2. The split core biomass burning stove as claimed in claim 1, wherein: The furnace cylinder (41) is fixedly provided with an upper conical sleeve (411) at the top and a lower conical sleeve (412) at the bottom. The diameter of the large end of the upper conical sleeve (411) is smaller than that of the large end of the lower conical sleeve (412) and larger than that of the inner diameter of the furnace cylinder (41). A support ring (413) located above the lower conical sleeve (412) is fixedly sleeved inside the furnace cylinder (41). A positioning ring (421) that contacts the upper end face of the support ring (413) is fixedly sleeved on the outer periphery of the filter disc (42).

3. The split core biomass burning stove as claimed in claim 2, wherein: The upper conical sleeve (411) is fixedly connected to the upper end face with circumferentially evenly distributed insertion shafts (4111), and the inner conical surface of the lower conical sleeve (412) is provided with insertion holes (4121) that are adapted to the insertion shafts (4111).

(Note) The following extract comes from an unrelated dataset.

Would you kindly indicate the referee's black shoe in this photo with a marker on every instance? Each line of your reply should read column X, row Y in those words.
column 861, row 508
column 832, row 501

4. The split core biomass burning stove as claimed in claim 2, wherein: The upper end face of the upper conical sleeve (411) is provided with circumferentially evenly distributed notches (4112).

5. The split core biomass burning stove as claimed in claim 2, wherein: The grate (2) is disc-shaped and its upper end face is fixedly connected with a limiting sleeve (21) that is inserted into the lower conical sleeve (412).

6. The split core biomass burning stove as claimed in claim 1, wherein: The filter disc (42) is conical with its small end facing down.

7. The split core biomass burning stove as claimed in claim 1, wherein: The outer wall of the furnace body (1) is provided with inclined feeding pipes (6), the bottom end of the feeding pipes (6) is opposite to the top opening of the furnace core assembly (4), and the top end of the feeding pipes (6) is fastened with a cap (7).